La grandeur est au cœur de la pensée gaullienne, et le général la tire certainement de ses lectures de Châteaubriand. L’écrivain se demande en particulier dans ses Mémoires d’Outre-tombe, quelles ruines laisserons-nous pour l’avenir ? La grandeur permet de conserver le « Nous », de le faire perdurer en renforçant sa cohésion autour d’une vision commune.
Vision de long terme
Gaius : Et qui va payer tout ça ? Ces jeux quotidiens nous coûtent une fortune. Nous n'avons pourtant aucun nouvel impôt.
Lucilla : L'avenir. L'avenir va en payer le prix. Il a ordonné de vendre les réserves de blé.
Gaius : Ce n'est pas possible.
Lucilla se lève.
Lucilla : Il vend les réserves de blé de Rome. Le peuple mourra de faim dans les deux ans. J'espère que ces jeux leur plaisent, parce que ces jeux les feront mourir.
C’est évidemment l’un des traits du conservatisme, son caractère durable qui manque cruellement aujourd’hui. C’est en particulier à l’aristocratie (incarnée par le général Maximus et les sénateurs) de porter cette vision, et d’empêcher la corruption du peuple par “le pain et les jeux”.
Responsabilité personnelle
Maximus : Tu n'as donc rien compris ? Je peux mourir dans cette cellule ce soir, ou dans l'arène demain ! Je suis un esclave ! Comment pourrais-je changer quelque chose en ce monde ?
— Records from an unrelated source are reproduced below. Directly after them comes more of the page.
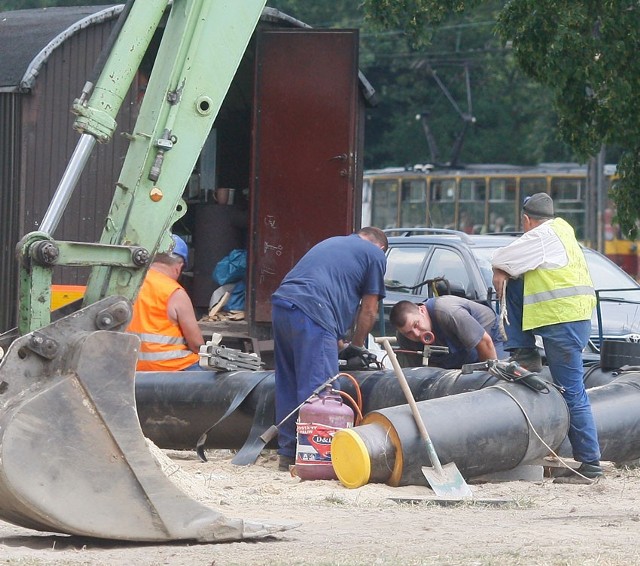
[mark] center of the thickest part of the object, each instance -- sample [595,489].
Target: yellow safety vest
[564,294]
[163,346]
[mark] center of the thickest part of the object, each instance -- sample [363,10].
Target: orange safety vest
[163,346]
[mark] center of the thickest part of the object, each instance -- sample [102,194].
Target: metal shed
[288,138]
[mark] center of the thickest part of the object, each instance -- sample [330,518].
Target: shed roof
[31,35]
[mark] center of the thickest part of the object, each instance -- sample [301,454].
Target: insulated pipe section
[483,432]
[174,411]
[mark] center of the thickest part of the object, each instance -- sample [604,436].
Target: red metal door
[304,151]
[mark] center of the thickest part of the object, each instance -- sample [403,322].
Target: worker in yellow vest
[550,294]
[163,316]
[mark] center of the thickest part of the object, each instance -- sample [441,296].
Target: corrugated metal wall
[44,141]
[9,209]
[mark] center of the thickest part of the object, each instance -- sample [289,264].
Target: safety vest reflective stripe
[160,338]
[564,294]
[158,356]
[559,294]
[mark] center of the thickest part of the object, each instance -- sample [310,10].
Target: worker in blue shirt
[336,283]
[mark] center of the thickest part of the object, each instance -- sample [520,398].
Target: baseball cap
[180,248]
[539,204]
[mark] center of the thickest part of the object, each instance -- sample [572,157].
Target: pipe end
[350,459]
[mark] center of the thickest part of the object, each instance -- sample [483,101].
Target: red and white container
[318,420]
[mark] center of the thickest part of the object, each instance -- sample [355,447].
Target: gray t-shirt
[458,324]
[464,322]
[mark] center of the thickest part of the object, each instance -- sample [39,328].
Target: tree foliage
[584,52]
[406,44]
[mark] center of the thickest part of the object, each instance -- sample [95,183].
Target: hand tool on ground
[446,481]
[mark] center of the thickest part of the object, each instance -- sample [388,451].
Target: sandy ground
[515,522]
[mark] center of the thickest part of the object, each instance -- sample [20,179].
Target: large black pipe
[616,410]
[482,432]
[176,408]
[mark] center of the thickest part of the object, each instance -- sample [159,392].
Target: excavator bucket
[73,458]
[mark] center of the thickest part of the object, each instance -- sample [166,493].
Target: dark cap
[539,205]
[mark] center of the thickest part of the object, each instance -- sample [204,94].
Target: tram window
[442,203]
[471,215]
[384,204]
[567,190]
[531,186]
[413,206]
[443,189]
[502,189]
[404,265]
[473,189]
[502,204]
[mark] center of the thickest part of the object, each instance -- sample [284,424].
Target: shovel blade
[448,482]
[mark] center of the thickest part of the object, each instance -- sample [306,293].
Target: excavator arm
[72,455]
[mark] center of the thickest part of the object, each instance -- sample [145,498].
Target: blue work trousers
[563,345]
[306,356]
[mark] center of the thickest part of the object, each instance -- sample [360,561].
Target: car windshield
[604,273]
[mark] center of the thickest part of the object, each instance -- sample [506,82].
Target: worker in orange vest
[163,316]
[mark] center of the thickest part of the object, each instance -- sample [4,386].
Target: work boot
[587,473]
[528,358]
[284,462]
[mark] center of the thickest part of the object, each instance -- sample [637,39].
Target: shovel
[445,481]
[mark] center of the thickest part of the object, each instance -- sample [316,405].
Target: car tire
[615,354]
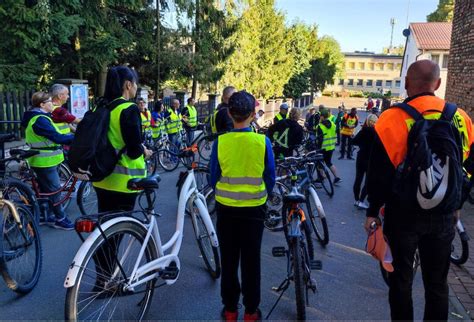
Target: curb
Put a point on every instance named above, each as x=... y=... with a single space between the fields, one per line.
x=458 y=307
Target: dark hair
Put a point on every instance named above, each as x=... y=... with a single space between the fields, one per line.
x=116 y=77
x=38 y=98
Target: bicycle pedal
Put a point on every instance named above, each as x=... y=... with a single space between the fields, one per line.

Les conservateurs s’opposent à une vision matérialiste de l’histoire, où l’individu serait complètement déterminé par la société dans laquelle il évolue. Au contraire, il partage avec les libéraux l’idée selon laquelle chacun peut forger son destin, et devenir le héros qui va régénérer la société.
N’hésitez pas à me dire ce que vous pensez de ces comparaisons. Cette petite analyse m’a permis de prendre conscience à quel point la culture a une importance cruciale dans le fonctionnement de la société. Malheureusement dans notre pays, les conservateurs ont largement délaissé ce champ d’activité, qui reste à réinvestir.
Je suis votre humble et dévoué serviteur,
Vivien
P.S : Dernières paroles de l’empereur Marc-Aurèle (1844) par Eugène Delacroix, actuellement au Musée des beaux-arts de Lyon.